Jourdan was born Louis Gendre in Marseille, where his family ran a hotel, and became interested in acting in his teens, taking his mother’s maiden name as his professional surname. (His younger brother, Pierre, who also adopted the Jourdan name, became a notable stage and TV director in France.) The early years of his career was shaped by a close association with director Marc Allégret, who hired Jourdan as an assistant and gave him his first film role in Le Corsaire, production on which was left unfinished because of the outbreak of war. Like Allégret, Jourdan remained in occupied France, where he appeared in a string of comedies and romances and became involved with the Resistance’s leaflet-printing operation.

After the end of the war, Jourdan was invited to Hollywood by producer David O. Selznick, who gave him his first American role in Alfred Hitchcock’s 1947 courtroom drama The Paradine Case. Jourdan’s next project would provide him with one his best roles, as the callow pianist Stefan Brand in Max Ophüls’ masterful Stefan Zweig adaptation Letter From An Unknown Woman.

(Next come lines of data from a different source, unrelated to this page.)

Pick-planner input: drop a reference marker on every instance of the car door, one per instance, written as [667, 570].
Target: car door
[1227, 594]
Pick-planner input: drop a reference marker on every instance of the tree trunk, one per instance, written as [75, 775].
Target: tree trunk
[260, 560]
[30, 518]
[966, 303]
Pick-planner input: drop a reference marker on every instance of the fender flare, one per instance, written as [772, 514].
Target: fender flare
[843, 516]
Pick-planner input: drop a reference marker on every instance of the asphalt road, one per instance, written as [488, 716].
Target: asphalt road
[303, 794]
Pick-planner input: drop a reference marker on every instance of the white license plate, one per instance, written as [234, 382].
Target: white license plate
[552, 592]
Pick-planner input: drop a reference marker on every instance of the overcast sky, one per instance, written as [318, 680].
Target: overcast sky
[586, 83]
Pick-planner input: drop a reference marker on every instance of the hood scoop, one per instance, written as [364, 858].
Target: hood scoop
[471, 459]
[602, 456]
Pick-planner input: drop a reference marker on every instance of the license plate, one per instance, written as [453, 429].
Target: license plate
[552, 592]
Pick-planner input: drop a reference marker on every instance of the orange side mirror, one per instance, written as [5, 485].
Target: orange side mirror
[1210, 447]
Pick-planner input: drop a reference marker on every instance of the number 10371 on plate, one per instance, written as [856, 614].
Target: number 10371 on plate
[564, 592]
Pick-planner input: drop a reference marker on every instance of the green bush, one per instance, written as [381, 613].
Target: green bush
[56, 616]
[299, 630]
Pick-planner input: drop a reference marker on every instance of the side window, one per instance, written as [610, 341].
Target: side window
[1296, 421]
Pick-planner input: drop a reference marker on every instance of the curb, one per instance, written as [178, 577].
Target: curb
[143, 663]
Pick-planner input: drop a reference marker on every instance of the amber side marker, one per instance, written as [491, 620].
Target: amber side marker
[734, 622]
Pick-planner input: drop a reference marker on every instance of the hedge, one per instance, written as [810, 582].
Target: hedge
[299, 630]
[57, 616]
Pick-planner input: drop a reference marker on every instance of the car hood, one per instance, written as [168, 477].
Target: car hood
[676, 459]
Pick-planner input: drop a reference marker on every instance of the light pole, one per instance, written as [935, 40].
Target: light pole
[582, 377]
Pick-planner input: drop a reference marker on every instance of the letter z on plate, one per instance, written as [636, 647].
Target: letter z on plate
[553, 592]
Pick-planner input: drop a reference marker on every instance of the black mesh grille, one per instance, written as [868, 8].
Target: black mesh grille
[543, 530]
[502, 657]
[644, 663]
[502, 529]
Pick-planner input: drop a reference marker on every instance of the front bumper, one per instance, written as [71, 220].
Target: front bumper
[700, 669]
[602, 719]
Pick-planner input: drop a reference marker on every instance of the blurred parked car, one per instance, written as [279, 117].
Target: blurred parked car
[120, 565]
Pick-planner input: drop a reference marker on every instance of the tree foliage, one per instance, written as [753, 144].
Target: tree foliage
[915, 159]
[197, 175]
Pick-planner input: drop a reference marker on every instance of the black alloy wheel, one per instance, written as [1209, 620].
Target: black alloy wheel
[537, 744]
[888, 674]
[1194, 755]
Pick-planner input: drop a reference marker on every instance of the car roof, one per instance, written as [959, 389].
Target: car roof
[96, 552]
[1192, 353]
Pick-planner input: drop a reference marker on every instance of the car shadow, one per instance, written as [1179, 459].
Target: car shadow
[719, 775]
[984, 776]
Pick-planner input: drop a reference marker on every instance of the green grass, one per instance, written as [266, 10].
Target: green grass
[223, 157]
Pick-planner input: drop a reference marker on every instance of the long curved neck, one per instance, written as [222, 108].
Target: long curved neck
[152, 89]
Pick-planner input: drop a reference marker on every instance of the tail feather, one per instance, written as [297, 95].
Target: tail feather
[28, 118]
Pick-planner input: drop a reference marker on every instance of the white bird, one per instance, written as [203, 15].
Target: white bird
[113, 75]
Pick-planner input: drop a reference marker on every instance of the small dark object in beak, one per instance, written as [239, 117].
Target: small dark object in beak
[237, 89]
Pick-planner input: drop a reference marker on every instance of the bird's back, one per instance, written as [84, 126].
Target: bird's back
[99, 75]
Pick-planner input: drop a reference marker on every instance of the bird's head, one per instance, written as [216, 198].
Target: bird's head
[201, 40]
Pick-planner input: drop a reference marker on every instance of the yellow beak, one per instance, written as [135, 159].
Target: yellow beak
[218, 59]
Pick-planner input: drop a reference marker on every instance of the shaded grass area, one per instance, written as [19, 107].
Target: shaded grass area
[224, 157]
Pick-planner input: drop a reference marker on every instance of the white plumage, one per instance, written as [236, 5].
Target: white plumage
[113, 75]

Jourdan’s Continental good looks and distinctive breathy, delicate delivery made him a popular romantic presence in Hollywood throughout the late ’40s and 1950s. He co-starred in Jacques Tourneur’s Technicolor pirate adventure Anne Of The Indies, Delmer Daves’ remake of Bird Of Paradise, Jean Negulesco’s Three Coins In The Fountain, and, most famously, in two French-set movies directed by the great Vincente Minnelli, Madame Bovary and Gigi. Jourdan made inroads in TV, and, in 1955, he starred starred—along with his Occupation-era co-star Claude Dauphin—in ABC’s one-of-a-kind police procedural Paris Precinct, which was filmed on location in Paris with an English-speaking French cast.

Though Jourdan periodically appeared in French films, his greatest success came in America, where he became Hollywood’s go-to debonair foreigner; one could argue that his willingness to be typecast (”I would rather be called a character actor than a star,” he would later say) tended to obscure his talent and range. He found steady work on TV movies and as a series guest star later in his career, before being cast a James Bond villain—a kind of rite of passage for foreign-born stars—in 1983’s Octopussy. And though Jourdan isn’t exactly convincing as an Afghan prince, his trembling, darting performance is eminently watchable, as is his tendency to mumble the title character’s name, as though he were embarrassed.

Jourdan also played villain Anton Arcane in two ’80s Swamp Thing movies, and played D’Artangan and Dracula in back-to-back TV movies in 1977. His final role was in 1992’s Year Of The Comet, directed by Peter Yates. He married his childhood sweetheart, Berthe Frederique, in 1946; they remained married until her death in 2011.